The side walls of the Edwardian conservatory can be glazed to the floor for extra space. This gives a greater sense of depth and lets allows the feel of the Edwardian conservatory to blend into the garden. The brickwork walls of the Edwardian conservatory can be specified to either match or contrast existing bricks. For privacy, solid panels can also be used in the Edwardian conservatory wherever you choose.

Victorian Conservatories

The Victorian conservatory is the most popular style of conservatory. That’s because the Victorian conservatory suits all house styles – be they period property or a new build. The Victorian conservatory springs most readily to mind when people think of conservatory styles. Victorian conservatory styles comprise the three-facet Victorian, featuring a bay front with three main windows at wide angles, and the five-facet Victorian.


The side walls of the Victorian conservatory can be glazed to the floor for extra space. These extra glass panels allow the ‘garden in’ and give the Victorian conservatory a greater sense of depth and space. An alternative to glass panels in the Victorian conservatory is brickwork walls. These can be matched or contrasted to existing bricks and for privacy, solid panels can also be used in the Victorian conservatory where you choose.

Lean-To Conservatories

The Lean-to conservatory, or Mediterranean conservatory, is the simplest style of conservatory, with clean lines that give it a contemporary look and make them a popular conservatory for modern houses. This conservatory style will be ideal for you if you prefer the simple, understated lines of a Mediterranean sunroom.

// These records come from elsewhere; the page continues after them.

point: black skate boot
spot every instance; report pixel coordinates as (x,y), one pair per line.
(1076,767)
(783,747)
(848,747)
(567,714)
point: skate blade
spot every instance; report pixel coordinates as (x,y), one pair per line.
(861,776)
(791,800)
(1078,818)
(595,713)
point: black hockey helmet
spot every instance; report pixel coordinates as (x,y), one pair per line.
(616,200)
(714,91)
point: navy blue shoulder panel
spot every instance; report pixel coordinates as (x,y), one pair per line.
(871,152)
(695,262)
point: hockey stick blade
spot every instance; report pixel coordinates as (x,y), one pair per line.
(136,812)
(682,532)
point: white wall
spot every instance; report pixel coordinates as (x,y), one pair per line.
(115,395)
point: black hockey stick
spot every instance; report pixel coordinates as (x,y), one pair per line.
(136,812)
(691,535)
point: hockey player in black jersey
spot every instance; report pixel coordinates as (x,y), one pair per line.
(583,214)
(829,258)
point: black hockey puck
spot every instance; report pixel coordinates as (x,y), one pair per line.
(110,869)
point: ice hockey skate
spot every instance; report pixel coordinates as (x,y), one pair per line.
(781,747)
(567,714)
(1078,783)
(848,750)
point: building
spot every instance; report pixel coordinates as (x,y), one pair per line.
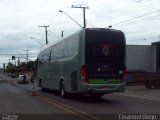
(142,58)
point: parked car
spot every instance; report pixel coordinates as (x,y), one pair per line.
(23,79)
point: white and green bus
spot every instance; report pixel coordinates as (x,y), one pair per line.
(90,61)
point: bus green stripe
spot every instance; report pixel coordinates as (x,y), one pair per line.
(102,81)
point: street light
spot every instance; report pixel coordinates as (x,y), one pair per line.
(37,41)
(71,18)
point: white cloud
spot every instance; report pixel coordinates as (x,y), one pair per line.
(19,20)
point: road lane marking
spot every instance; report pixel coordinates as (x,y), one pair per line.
(69,109)
(65,109)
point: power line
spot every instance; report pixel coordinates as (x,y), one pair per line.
(122,22)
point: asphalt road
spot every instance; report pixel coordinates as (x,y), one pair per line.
(18,100)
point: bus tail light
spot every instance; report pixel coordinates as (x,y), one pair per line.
(124,73)
(83,74)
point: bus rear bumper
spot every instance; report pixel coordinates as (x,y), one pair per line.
(103,88)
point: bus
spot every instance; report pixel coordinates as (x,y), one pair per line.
(90,61)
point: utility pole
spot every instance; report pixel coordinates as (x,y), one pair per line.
(27,55)
(84,16)
(45,32)
(62,34)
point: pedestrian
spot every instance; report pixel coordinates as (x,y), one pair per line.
(24,79)
(32,78)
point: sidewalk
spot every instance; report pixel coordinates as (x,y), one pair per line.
(139,91)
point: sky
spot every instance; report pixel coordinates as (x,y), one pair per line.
(19,21)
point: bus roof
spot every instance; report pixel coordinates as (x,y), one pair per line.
(55,42)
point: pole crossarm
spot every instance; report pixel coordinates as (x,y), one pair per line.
(45,26)
(71,18)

Whether your lean-to conservatory is traditional or contemporary, the style is perfect for properties that have restricted space under the eaves, like a bungalow, or have an area that’s too awkward to accommodate a conservatory. This is because the pitch of the roof on lean-to conservatories can vary – so a shallow pitch can fit under a low bungalow roof and a steeper one would be ideal for a terraced house.

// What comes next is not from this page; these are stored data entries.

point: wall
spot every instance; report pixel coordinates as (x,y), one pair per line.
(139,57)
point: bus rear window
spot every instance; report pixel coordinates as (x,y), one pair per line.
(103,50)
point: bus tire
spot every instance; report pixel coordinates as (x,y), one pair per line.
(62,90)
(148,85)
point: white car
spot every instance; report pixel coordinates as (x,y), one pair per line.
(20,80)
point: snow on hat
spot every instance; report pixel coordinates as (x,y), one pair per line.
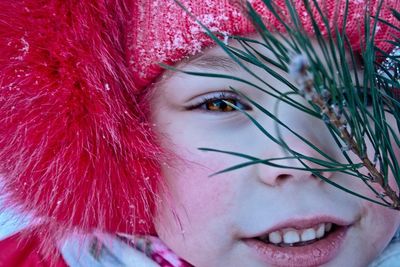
(166,33)
(76,149)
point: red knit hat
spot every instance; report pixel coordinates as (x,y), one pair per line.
(76,150)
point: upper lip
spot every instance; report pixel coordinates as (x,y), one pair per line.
(306,223)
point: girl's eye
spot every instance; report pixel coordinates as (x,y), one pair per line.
(219,103)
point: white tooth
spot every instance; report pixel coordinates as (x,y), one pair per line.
(321,230)
(275,237)
(328,227)
(308,234)
(291,236)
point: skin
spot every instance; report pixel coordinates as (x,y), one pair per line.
(205,219)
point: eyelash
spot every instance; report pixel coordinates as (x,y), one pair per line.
(232,98)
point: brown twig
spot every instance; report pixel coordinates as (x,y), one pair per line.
(299,70)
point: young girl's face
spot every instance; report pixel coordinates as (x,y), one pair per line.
(257,215)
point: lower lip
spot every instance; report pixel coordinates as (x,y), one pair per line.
(315,254)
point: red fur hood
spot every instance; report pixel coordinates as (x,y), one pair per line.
(75,148)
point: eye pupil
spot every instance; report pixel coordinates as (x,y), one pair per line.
(220,105)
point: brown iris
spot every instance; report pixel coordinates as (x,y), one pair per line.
(221,105)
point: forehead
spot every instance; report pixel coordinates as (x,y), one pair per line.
(216,59)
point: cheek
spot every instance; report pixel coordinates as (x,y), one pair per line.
(379,224)
(192,195)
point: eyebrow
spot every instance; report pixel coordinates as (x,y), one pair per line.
(217,62)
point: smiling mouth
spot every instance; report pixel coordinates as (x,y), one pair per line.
(291,237)
(300,243)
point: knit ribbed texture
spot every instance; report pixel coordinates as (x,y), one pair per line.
(164,32)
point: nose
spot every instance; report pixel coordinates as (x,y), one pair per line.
(287,168)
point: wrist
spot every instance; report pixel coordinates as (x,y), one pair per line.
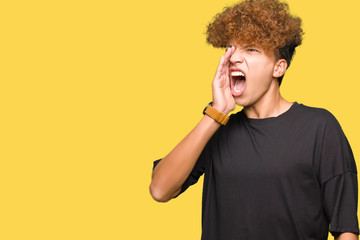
(215,114)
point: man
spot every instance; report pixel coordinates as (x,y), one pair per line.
(276,169)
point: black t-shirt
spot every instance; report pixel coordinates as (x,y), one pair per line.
(285,177)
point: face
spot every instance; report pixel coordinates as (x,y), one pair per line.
(252,74)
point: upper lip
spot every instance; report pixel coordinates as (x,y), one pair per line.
(237,70)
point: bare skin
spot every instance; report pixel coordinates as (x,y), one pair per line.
(346,236)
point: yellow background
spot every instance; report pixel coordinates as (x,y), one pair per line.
(92,92)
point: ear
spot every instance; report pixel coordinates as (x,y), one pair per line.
(279,68)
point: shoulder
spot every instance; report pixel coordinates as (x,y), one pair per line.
(316,114)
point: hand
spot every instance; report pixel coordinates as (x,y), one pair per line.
(223,100)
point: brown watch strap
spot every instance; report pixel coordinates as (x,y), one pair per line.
(216,115)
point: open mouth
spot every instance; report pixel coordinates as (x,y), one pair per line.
(237,82)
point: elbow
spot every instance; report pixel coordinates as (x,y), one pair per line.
(157,194)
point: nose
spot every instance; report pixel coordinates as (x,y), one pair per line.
(237,57)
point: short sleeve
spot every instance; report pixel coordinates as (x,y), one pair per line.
(195,174)
(338,178)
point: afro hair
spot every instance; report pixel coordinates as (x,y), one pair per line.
(264,23)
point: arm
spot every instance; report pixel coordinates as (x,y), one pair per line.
(346,236)
(172,171)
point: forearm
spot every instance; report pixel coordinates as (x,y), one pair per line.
(346,236)
(172,171)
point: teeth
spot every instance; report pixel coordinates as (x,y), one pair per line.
(238,73)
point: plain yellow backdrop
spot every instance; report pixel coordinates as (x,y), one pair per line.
(92,92)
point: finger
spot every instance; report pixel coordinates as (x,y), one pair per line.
(229,53)
(220,67)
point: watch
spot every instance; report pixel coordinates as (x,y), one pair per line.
(215,114)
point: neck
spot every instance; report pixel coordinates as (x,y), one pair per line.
(271,104)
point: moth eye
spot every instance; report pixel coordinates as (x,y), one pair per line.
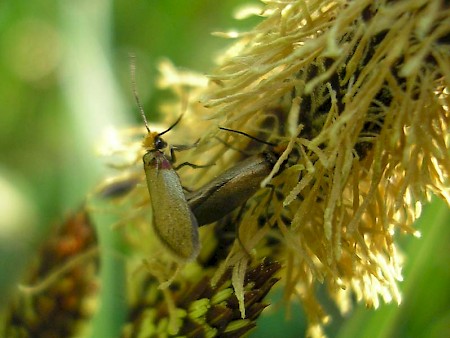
(159,143)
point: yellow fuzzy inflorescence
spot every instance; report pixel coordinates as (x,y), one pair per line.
(356,94)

Lean-to conservatories can also be called sunrooms or garden rooms, and they bring a flavour of the Mediterranean into your home, trapping the winter sunlight and converting it into heat through the glass. The simple shape of the lean-to conservatory gives you the maximum space in a highly economical style.

P and T Shaped Conservatories


The P-shape conservatory is a style that’s ideal for larger, detached properties, combining a lean-to conservatory with a Victorian conservatory, which can be either three-faceted or five-faceted.

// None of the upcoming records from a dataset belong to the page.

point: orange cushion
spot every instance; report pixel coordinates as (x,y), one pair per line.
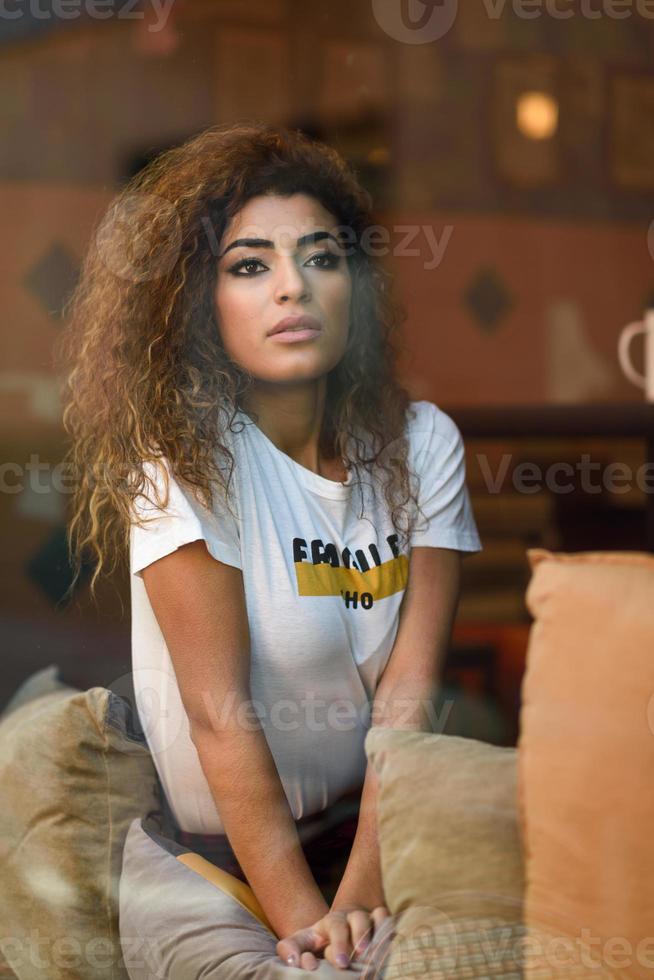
(586,759)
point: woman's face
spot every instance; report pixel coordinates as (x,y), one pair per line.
(259,284)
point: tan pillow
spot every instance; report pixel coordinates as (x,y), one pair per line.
(450,853)
(586,762)
(73,775)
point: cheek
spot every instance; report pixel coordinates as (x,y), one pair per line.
(234,314)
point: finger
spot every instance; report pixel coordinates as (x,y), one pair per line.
(308,961)
(339,937)
(361,930)
(379,914)
(291,948)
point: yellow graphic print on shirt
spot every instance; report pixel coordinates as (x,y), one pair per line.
(321,570)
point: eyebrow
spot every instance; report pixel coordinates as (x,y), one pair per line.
(314,236)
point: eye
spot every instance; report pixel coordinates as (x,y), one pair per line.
(331,259)
(242,264)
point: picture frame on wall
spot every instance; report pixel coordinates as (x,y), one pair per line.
(631,134)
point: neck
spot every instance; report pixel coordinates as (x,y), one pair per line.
(291,416)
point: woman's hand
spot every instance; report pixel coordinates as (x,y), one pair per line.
(341,936)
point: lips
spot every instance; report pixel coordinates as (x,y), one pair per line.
(290,323)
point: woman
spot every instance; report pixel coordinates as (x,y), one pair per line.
(238,428)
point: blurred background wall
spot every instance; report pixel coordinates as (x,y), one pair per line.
(509,148)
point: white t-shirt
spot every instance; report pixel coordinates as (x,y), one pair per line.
(323,589)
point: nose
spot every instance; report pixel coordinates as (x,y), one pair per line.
(290,284)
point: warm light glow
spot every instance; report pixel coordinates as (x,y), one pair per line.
(537,115)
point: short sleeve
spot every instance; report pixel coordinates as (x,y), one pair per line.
(437,457)
(183,520)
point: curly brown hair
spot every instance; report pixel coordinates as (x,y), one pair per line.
(144,370)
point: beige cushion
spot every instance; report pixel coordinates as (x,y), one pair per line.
(586,761)
(72,778)
(450,852)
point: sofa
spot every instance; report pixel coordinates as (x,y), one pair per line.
(531,861)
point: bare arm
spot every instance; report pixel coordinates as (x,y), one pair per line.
(199,603)
(405,698)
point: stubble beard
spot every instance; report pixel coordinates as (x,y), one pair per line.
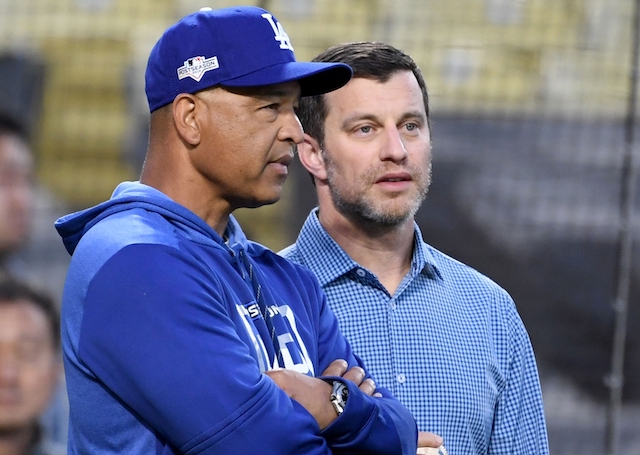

The P-shape conservatory creates a versatile style. This is because the conservatory extends in different directions. The P-shape conservatory is, therefore, ideal for using as two separate living areas. Modern families often use the longer part of the P-shape style as a lounge or dining area, with the rounded part being used as a children’s play area.



The T-shape conservatory style works best on larger properties. The T-shape is a combination conservatory style featuring a central projection. It can be Victorian, Gable or Georgian in style.

With T-shape conservatories, the central part projects into the garden, which exaggerates the sense of bringing the garden into the home. The central projection on a T-shape conservatory style can also create a ‘porch effect’. This can highlight your elegant French doors.